David Malone is a senior lecturer at Ireland’s Maynooth University, where he specializes in the mathematical modeling of network systems. The current global Bitcoin hash rate, which is to say the total number of mining computations, is approximately 25,000,000,000,000,000,000 per second, or 25 million terahashes a second. That’s an increase from 300,000 terahashes a second just four years ago, and the figure is expected to continue growing in the months and years to come. Factor in additional energy consumption required to cool the computers (they can’t function in temperatures over 40 °C), and Malone estimates that Bitcoin alone is consuming as much electricity as the entire nation of Ireland at any given moment.

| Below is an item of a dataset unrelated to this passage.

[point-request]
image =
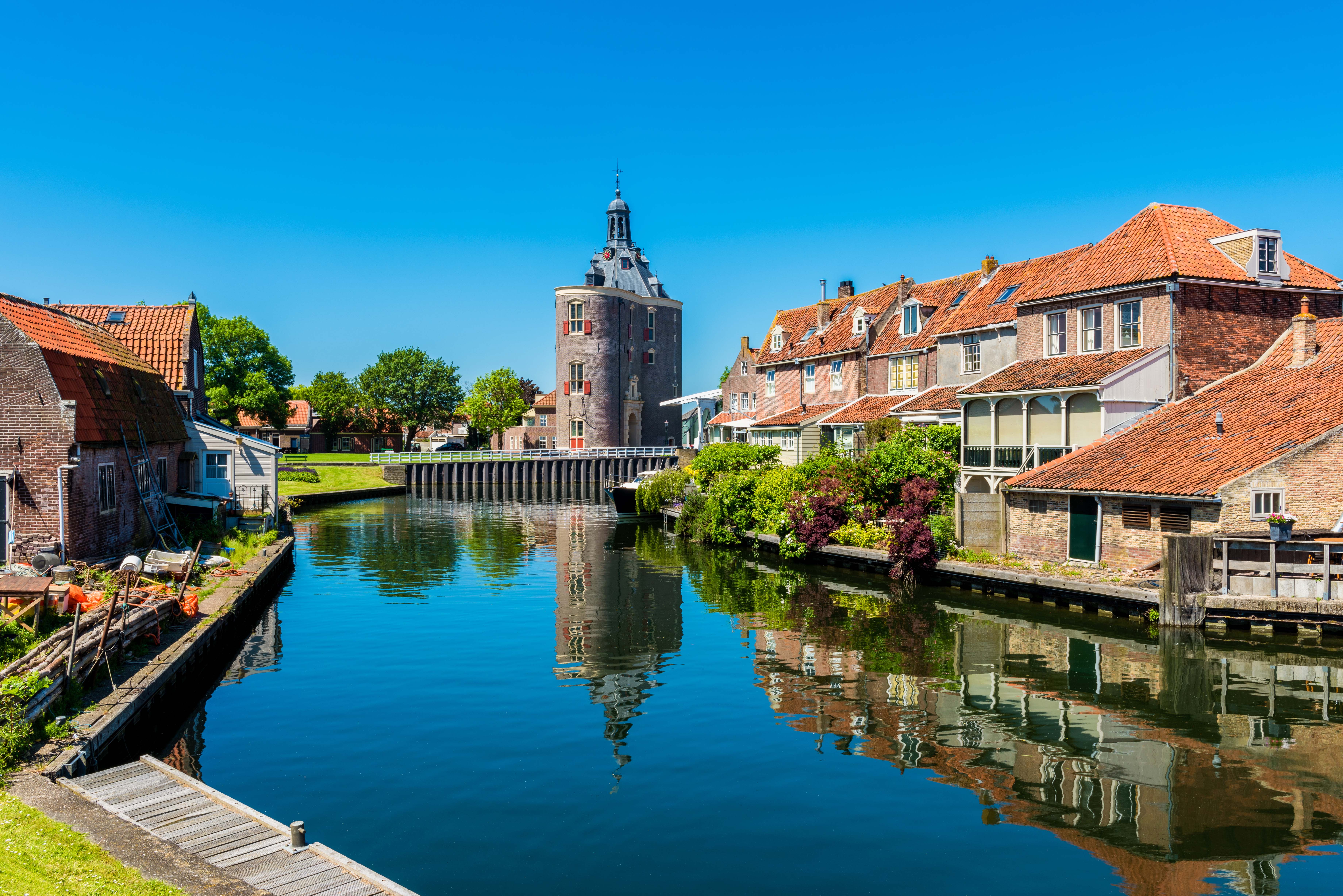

And while Bitcoin is the largest proof-of-work cryptocurrency, it’s far from the only game in town: at last count, there were nearly 1,500 in operation, each with its own energy demands.
Without a doubt, electricity is the single greatest expense for any mining operation. And so, to be profitable, farms must be able to source power on the cheap. That’s a big reason why China has led the mining boom: its electricity rates are as low as nine cents per kilowatt-hour. But increasing government regulation and concern that grid resources could run out have many miners there looking for other places to set up shop. Growing concerns about China’s contribution to climate change only hastened that exodus, as mining companies sought to promote their operations to potential investors as environmentally friendly.